Prun, à Angkor-Vat fut un merveilleux conteur devant les bas reliefs. La bataille de Langka, l’épreuve du feu….tout était sculpté sur les murs de la galerie ou sur les frontons du Banteay Srei.

C’est fortuitement, grâce à une amie parisienne, que j’ai appris que le Ramayana se dansait .

Et comme le hasard fait bien les choses, j’étais justement en train de lire Le Roi Lépreux de Pierre Benoit :

« Bientôt, nous atteignîmes au bout de la chaussée, le portique ouvert sur les ténébres béantes du Grand Temple. C’est là que le spectacle allait se dérouler. Des ombres grouillèrent autour d’un cercle de cinquante pieds de diamètre d’un cercle formé par des enfants nus accroupis en rond. Chacun d’entre eux tenait entre les genoux une torche embrasée……

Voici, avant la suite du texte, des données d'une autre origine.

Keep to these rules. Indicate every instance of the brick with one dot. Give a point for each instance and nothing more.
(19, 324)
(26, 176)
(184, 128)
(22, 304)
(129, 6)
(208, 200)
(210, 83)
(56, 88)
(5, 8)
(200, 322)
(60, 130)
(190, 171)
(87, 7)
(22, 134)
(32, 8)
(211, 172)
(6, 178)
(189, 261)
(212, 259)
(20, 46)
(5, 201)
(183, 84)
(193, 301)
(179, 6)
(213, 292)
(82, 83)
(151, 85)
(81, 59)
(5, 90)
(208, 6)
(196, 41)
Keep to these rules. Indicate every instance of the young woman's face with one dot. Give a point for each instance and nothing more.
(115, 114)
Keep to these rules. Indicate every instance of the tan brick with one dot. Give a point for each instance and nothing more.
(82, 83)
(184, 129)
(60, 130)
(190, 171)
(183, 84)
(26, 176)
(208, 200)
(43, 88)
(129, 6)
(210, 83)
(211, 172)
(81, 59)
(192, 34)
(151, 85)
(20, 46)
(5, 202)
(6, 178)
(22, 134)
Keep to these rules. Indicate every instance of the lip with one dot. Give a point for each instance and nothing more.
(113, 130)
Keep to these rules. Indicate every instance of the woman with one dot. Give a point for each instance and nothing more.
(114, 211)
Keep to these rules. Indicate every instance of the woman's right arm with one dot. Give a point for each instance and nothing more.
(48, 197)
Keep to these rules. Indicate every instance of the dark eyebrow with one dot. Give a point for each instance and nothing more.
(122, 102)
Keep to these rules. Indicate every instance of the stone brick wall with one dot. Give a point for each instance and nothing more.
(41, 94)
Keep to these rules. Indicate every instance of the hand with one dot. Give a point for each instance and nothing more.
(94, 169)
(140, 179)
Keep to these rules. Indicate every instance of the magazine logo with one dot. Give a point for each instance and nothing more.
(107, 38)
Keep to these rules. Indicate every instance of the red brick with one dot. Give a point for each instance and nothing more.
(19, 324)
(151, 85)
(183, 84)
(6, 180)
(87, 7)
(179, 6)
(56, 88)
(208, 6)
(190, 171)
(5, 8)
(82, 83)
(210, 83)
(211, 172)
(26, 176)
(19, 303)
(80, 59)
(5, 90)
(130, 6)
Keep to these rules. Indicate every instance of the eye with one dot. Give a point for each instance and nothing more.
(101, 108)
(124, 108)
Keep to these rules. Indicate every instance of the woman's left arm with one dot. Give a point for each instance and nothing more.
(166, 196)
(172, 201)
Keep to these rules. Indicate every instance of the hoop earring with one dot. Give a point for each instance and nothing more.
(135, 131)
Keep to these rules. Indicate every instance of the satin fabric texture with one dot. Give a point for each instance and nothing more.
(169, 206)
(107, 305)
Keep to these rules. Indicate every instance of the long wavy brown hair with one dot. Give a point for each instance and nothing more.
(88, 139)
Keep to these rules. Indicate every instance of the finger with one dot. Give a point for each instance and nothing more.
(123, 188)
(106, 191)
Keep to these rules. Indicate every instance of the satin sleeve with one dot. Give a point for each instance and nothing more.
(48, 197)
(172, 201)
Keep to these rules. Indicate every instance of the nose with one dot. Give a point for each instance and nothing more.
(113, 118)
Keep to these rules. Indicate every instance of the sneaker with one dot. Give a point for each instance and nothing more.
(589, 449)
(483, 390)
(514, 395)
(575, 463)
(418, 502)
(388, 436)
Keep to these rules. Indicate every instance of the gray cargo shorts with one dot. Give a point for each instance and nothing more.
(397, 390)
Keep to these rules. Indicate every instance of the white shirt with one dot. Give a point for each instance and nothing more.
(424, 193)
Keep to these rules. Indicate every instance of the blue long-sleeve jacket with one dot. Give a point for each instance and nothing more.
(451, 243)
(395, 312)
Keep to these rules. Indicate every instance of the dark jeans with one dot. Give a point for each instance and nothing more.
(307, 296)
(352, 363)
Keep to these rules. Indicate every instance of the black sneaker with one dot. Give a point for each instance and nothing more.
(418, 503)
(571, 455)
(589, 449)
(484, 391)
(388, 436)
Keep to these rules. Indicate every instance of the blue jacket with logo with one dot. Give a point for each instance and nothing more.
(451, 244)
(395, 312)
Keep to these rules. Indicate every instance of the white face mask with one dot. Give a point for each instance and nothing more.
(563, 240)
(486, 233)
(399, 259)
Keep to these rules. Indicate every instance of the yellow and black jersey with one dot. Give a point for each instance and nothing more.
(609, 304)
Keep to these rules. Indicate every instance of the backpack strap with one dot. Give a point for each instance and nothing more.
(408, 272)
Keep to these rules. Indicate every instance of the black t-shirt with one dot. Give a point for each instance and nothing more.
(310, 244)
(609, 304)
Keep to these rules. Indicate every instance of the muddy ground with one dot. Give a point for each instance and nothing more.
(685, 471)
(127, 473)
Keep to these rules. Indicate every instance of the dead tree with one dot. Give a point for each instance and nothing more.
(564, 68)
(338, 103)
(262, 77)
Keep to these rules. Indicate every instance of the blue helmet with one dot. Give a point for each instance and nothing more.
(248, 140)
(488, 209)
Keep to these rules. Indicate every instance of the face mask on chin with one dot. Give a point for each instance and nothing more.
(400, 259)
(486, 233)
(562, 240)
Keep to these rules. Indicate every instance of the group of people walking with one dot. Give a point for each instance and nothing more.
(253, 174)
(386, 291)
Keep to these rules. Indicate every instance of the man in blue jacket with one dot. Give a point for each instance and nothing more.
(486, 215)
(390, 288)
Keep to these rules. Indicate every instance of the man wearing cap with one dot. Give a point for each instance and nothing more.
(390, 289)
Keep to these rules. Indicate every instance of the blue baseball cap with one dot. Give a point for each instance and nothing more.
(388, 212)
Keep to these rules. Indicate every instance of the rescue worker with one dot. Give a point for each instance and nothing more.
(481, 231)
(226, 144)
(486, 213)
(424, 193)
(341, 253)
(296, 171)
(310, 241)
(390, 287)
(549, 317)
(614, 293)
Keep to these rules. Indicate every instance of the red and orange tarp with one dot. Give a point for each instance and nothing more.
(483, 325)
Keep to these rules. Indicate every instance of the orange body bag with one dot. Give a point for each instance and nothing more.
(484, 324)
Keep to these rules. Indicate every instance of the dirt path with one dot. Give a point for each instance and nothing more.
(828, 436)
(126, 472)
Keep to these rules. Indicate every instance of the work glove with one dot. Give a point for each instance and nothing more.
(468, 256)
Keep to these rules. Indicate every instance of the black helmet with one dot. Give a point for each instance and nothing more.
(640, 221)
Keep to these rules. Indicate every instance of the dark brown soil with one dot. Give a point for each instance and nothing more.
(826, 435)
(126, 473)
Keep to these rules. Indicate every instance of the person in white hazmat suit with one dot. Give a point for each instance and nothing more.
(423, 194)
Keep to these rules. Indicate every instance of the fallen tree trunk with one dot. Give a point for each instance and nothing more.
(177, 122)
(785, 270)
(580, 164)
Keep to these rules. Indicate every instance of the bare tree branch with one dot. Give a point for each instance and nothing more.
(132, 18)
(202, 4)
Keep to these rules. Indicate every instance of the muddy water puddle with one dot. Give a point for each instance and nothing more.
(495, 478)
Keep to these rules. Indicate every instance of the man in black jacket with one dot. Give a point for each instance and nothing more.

….vous savez que les dansees auxquelles vous allez assister sont la paraphrase vivante du Ramayana, de même que tout près d’ici, les splendides bas reliefs du premier étage d’Angkor-Vat en sont la paraphrase pétrifiée….

Chut! Attention! Voici la flûte et les xylophones qui nous annoncent l’entrée de la belle Sita…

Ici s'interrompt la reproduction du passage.